The standard economic arguments for long-term supply-side gains from tax reform are right. But they understate the case for tax reform in yielding short-term demand-side gains in the economy and the extent to which tax reform can improve economic opportunity.
Economic gains from tax reform for investment and incomes animate the push for corporate tax reform by many business leaders (with positive nods from both the president and the Congress) and the more comprehensive plan put out in February by Rep. Dave Camp (R-Mich.), the outgoing chairman of the House Ways and Means Committee.
Corporate tax reformers rightly point out the large amounts of U.S. corporate equity income trapped overseas to avoid significant extra U.S. taxes on top of taxes already paid abroad. That tax approach, in which the United States differs from many other industrial economies, reduces the competitiveness of U.S. firms in global markets while also limiting the stock of funds available for more investment and employment in the United States.
Reducing the U.S. corporate tax rate – currently the highest in the industrial world –would increase, investment, employment and wages, especially if financed in large part by broadening the corporate tax base. Economists once thought the tax burden was borne entirely by owners of capital, but many now see it as generating a significant burden on workers through lower wages. (By reducing investment, the tax reduces productivity and wages.)

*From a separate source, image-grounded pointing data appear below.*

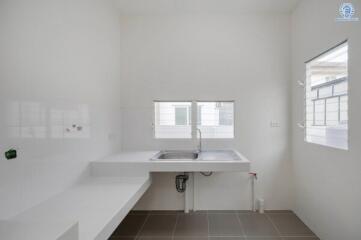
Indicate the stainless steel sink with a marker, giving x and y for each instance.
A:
(168, 155)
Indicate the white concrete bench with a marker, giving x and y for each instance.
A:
(89, 210)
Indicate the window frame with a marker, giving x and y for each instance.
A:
(234, 118)
(193, 120)
(339, 96)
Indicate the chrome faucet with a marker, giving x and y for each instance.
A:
(200, 140)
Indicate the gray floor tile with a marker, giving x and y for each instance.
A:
(263, 238)
(165, 212)
(221, 211)
(246, 212)
(257, 225)
(290, 225)
(300, 238)
(138, 212)
(154, 238)
(226, 238)
(224, 225)
(191, 238)
(121, 238)
(194, 225)
(159, 225)
(278, 211)
(130, 226)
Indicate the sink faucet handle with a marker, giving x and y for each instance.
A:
(200, 140)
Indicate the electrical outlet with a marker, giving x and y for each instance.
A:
(275, 124)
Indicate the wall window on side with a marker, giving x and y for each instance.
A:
(216, 119)
(173, 120)
(326, 98)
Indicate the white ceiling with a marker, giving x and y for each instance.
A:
(205, 6)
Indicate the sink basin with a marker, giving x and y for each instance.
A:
(181, 155)
(205, 156)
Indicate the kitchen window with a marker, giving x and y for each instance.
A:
(327, 98)
(216, 119)
(173, 120)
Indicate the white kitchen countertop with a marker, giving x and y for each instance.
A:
(95, 206)
(140, 161)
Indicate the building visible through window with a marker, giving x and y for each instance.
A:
(327, 98)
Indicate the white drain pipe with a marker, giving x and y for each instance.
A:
(253, 177)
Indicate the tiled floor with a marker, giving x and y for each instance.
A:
(212, 225)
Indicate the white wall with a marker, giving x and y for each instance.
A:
(327, 180)
(212, 57)
(59, 65)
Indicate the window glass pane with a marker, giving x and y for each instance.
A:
(320, 112)
(325, 92)
(326, 98)
(216, 119)
(172, 120)
(181, 115)
(340, 88)
(332, 111)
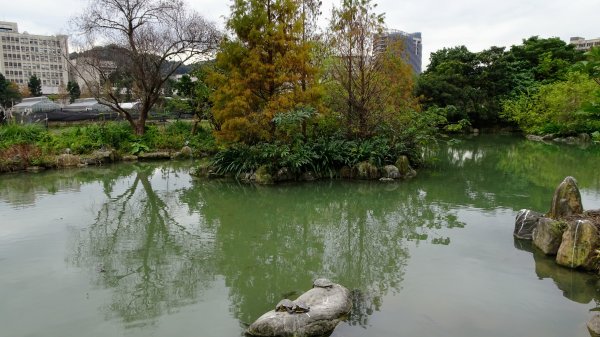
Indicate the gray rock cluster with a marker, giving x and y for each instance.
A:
(564, 231)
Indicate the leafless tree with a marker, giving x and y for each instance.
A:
(149, 39)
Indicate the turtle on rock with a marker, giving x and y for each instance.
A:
(300, 307)
(322, 283)
(285, 305)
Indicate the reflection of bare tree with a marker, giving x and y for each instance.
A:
(152, 262)
(272, 242)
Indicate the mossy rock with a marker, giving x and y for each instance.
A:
(578, 247)
(264, 176)
(566, 200)
(547, 235)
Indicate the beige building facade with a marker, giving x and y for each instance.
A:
(583, 44)
(23, 55)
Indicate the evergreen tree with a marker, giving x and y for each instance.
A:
(35, 86)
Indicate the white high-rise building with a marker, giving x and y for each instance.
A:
(23, 55)
(583, 44)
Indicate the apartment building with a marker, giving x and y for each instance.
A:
(24, 54)
(412, 43)
(583, 44)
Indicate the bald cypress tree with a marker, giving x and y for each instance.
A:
(265, 69)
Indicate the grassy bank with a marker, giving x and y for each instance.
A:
(24, 146)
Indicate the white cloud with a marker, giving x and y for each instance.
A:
(476, 24)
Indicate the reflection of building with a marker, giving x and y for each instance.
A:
(412, 45)
(583, 44)
(24, 55)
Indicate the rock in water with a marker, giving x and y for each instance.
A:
(566, 200)
(525, 223)
(594, 326)
(579, 244)
(391, 172)
(328, 307)
(547, 235)
(403, 165)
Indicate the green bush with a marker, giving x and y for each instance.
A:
(14, 134)
(323, 155)
(559, 108)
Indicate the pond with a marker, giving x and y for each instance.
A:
(146, 250)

But attacking corporate taxes is not enough: Many, if not most, tax reformers argue for even more sweeping tax reform. Partly, this desire acknowledges that corporate tax reform is difficult without broader business income tax reform – that is, reducing tax rates on business income more generally, including individual tax rates, while broadening the tax base. In addition, the gains from overall tax reforms would be very large. Reforms that lower marginal tax rates, broaden the tax base and tax income once (and only once) can increase GDP growth by 0.5 percentage points each year for a decade. It is difficult to imagine a more potent policy tonic for higher output, employment and wages.
Broadening the tax base is not simply about generating revenue to finance rate reduction. Fundamental tax reform reduces government-induced distortions in the allocation of capital across types of investments and wasteful health-care spending. Revenue gains from base broadening can also be used to support economic inclusion by subsidizing work by low-income individuals through an enhanced Earned Income Tax Credit, a pro-work and opportunity alternative to increasing the minimum wage, or an alternative subsidy to wages from work.

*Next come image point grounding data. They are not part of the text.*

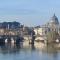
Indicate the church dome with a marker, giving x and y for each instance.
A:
(54, 20)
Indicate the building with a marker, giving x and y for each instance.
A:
(52, 25)
(10, 25)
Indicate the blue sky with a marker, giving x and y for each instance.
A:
(29, 12)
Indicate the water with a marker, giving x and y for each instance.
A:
(17, 52)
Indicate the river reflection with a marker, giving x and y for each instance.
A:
(19, 52)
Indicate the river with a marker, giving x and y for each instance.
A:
(18, 52)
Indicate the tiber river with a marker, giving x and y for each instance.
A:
(18, 52)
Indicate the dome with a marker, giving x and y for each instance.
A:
(54, 20)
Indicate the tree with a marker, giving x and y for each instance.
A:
(52, 36)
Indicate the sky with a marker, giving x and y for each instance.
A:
(29, 12)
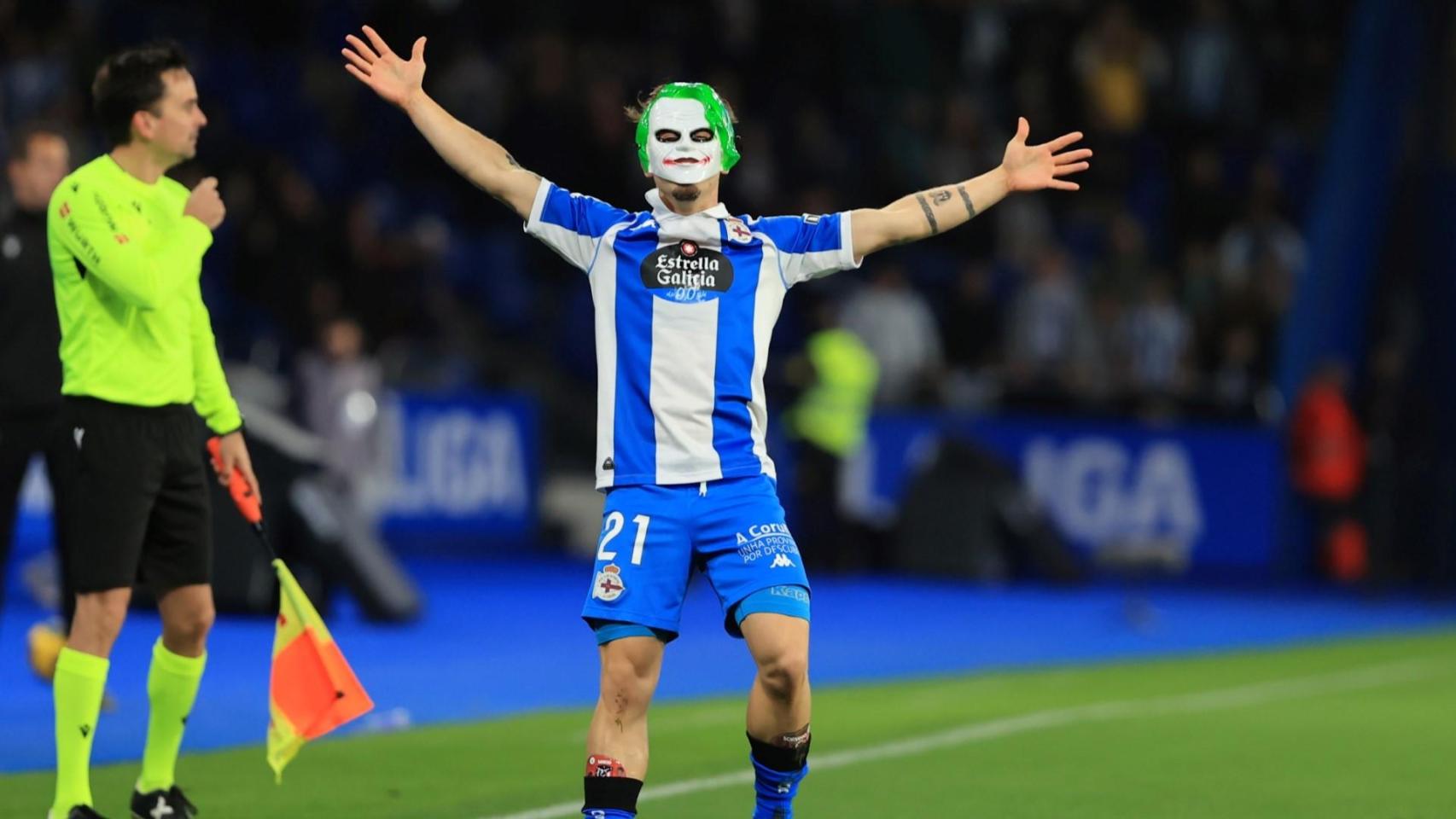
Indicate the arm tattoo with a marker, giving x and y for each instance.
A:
(965, 200)
(929, 214)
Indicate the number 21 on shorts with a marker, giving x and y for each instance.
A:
(614, 528)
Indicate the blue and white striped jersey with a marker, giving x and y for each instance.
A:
(684, 307)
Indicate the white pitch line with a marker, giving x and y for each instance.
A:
(1241, 695)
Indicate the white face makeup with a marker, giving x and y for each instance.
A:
(674, 142)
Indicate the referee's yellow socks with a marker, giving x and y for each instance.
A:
(172, 688)
(80, 681)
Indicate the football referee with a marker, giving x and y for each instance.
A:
(138, 365)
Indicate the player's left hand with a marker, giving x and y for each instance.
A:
(232, 453)
(1034, 167)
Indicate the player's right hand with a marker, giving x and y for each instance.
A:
(206, 204)
(376, 66)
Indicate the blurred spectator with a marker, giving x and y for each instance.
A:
(1124, 268)
(1235, 383)
(338, 389)
(971, 328)
(1212, 68)
(897, 325)
(1120, 66)
(1050, 332)
(1156, 336)
(1261, 231)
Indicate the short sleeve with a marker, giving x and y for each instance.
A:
(571, 224)
(812, 245)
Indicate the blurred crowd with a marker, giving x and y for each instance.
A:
(1155, 291)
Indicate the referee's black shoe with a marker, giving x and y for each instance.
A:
(162, 804)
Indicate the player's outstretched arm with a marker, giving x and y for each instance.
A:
(928, 212)
(474, 154)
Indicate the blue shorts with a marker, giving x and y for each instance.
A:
(653, 538)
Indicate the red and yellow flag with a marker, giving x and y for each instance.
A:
(312, 690)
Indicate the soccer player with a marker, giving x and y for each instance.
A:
(140, 364)
(686, 297)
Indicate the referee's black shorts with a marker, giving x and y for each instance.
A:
(138, 499)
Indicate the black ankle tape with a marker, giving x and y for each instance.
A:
(614, 793)
(775, 758)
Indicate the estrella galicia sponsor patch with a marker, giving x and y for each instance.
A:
(686, 272)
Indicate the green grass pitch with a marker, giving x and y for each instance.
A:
(1352, 729)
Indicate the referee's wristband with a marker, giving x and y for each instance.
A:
(239, 428)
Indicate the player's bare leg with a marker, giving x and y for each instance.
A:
(187, 617)
(616, 741)
(98, 621)
(177, 671)
(778, 709)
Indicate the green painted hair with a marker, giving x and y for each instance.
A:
(719, 118)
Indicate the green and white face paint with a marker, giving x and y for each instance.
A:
(672, 140)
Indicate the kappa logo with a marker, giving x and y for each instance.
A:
(609, 587)
(738, 231)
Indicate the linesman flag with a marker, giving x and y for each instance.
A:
(312, 688)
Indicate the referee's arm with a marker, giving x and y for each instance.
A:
(214, 400)
(140, 272)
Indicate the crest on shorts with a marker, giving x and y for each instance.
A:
(608, 587)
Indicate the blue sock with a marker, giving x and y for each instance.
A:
(777, 790)
(618, 792)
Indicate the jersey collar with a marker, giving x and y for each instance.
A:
(654, 198)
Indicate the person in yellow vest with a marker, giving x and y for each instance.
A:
(829, 424)
(138, 365)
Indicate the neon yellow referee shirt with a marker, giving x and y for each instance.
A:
(127, 268)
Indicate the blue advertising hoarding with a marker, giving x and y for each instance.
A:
(459, 466)
(1210, 492)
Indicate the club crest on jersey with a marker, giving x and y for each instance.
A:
(686, 272)
(608, 587)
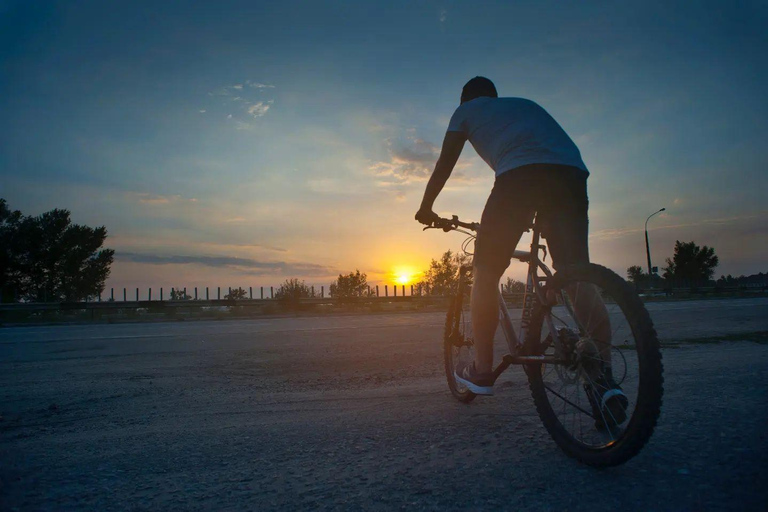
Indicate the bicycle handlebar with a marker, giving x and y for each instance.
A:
(453, 223)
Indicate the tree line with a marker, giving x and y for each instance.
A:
(690, 266)
(47, 258)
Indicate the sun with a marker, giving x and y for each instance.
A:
(404, 275)
(403, 279)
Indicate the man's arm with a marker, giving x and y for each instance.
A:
(453, 143)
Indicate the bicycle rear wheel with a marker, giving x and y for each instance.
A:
(458, 342)
(600, 332)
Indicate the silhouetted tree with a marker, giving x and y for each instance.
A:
(236, 294)
(292, 290)
(514, 286)
(49, 258)
(691, 264)
(179, 294)
(443, 275)
(354, 284)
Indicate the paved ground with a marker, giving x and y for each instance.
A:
(353, 413)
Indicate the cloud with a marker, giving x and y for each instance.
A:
(259, 108)
(247, 265)
(146, 198)
(719, 221)
(242, 102)
(257, 85)
(409, 161)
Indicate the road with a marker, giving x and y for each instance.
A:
(351, 412)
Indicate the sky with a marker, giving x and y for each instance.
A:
(242, 143)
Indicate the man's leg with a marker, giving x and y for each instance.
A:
(485, 315)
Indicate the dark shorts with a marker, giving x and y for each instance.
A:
(557, 193)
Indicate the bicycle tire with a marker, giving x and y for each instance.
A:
(455, 333)
(644, 416)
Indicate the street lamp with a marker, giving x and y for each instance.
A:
(647, 247)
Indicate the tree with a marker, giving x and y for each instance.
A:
(691, 264)
(354, 284)
(49, 258)
(514, 286)
(236, 294)
(292, 290)
(442, 276)
(179, 294)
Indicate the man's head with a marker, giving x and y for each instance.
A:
(477, 87)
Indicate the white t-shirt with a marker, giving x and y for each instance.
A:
(510, 132)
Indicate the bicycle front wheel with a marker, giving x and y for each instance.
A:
(601, 400)
(458, 342)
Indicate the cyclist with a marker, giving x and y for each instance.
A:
(538, 169)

For the long run, conservative policymakers are interested in fundamental tax reform because of its connections to improved prospects for growth. But liberals should be interested, too. Federal government spending as a share of GDP has risen to as high as 25 percentin the past few years and is currently still elevated at 22 percent of GDP; a lack of long-term spending restraint in Social Security, Medicare and Medicaid will push this figure up substantially. The current federal tax structure has produced at most 18-19 percent of GDP in years of good economic growth across periods in which marginal tax rates have been high or low. Raising tax rates on the incomes of economically successful individuals and businesses will not raise the revenue needed for a much larger government, and those high rates create economic disincentives that inhibit growth. Higher revenue on a sustained basis would need to come from a reformed tax system, with higher rates of taxation affecting most, not a lucky few, taxpayers. Here the United States can learn from European tax systems, with their greater reliance on broad-based consumption taxation to fund larger social spending. So fundamental tax reform offers something for both sides to love.

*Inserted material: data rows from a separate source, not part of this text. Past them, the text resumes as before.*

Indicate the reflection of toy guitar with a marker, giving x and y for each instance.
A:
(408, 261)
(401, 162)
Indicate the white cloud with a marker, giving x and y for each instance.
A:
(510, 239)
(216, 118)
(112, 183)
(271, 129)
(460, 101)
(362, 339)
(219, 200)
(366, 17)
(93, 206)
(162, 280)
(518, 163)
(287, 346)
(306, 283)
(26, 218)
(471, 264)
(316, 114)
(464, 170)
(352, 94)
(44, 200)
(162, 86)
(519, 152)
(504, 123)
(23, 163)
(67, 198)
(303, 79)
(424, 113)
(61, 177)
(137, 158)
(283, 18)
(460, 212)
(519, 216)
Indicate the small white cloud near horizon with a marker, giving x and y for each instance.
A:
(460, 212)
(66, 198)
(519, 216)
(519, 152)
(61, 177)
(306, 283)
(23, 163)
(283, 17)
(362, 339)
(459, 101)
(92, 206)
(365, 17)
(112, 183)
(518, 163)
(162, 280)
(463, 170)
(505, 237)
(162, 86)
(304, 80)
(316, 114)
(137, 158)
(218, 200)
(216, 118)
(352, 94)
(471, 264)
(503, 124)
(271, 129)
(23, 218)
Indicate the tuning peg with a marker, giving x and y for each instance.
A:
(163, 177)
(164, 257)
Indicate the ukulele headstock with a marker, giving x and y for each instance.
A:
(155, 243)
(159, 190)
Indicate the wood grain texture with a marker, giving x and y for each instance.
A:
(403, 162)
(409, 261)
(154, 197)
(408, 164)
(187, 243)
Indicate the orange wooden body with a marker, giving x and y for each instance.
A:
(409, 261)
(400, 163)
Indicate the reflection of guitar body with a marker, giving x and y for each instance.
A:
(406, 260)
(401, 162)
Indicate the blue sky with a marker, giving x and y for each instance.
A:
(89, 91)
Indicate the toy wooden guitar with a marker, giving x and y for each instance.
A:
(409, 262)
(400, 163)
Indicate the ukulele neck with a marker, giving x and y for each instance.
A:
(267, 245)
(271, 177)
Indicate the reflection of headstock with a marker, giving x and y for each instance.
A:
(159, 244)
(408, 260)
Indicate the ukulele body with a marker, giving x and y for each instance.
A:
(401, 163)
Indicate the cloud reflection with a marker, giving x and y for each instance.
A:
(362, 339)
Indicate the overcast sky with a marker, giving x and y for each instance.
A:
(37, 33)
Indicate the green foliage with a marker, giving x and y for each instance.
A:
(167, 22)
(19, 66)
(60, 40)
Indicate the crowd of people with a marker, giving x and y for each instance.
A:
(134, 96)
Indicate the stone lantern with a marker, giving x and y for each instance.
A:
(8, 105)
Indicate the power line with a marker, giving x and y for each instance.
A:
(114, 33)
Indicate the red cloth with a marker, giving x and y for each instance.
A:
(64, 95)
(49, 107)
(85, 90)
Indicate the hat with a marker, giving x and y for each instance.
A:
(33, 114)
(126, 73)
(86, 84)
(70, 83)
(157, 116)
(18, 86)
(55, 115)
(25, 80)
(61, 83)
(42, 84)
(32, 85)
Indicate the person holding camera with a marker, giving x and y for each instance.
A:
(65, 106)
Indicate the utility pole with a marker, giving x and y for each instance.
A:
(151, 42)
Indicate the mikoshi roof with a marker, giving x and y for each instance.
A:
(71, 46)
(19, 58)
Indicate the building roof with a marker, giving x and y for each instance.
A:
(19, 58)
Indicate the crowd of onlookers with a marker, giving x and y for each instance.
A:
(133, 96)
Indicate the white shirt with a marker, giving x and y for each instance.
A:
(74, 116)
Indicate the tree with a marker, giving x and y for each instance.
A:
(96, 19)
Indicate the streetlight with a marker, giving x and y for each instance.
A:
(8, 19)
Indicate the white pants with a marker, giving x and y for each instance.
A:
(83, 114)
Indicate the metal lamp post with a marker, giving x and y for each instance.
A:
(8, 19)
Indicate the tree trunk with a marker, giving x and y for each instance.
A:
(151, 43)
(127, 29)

And in the short run? Much of the Obama administration’s discussion of fiscal policy in general and tax policy in particular has centered on demand-side effects – mired, for instance, in a discussion over the merits of “stimulus.” As a policy to increase aggregate demand, the mix of policies in the 2009 stimulus package was too focused on the mantra of “targeted, timely and temporary.” These were not the right tools to fight an adverse shift in aggregate demand as a consequence of the global financial crisis.
But there is a larger point. Stemming the fall in investment and employment demand in the crisis would have been aided by a jolt—a positive shift in long-term expectations and confidence. Fundamental tax reform, particularly if business-income tax cuts were front-loaded, might have provided that jolt. And it still could, though the effects would have been even higher during the aftermath of the financial crisis.
On Tax Day, it’s only natural to think about the bite taxes take out of our incomes. But we should be thinking about how to make the system work better, too.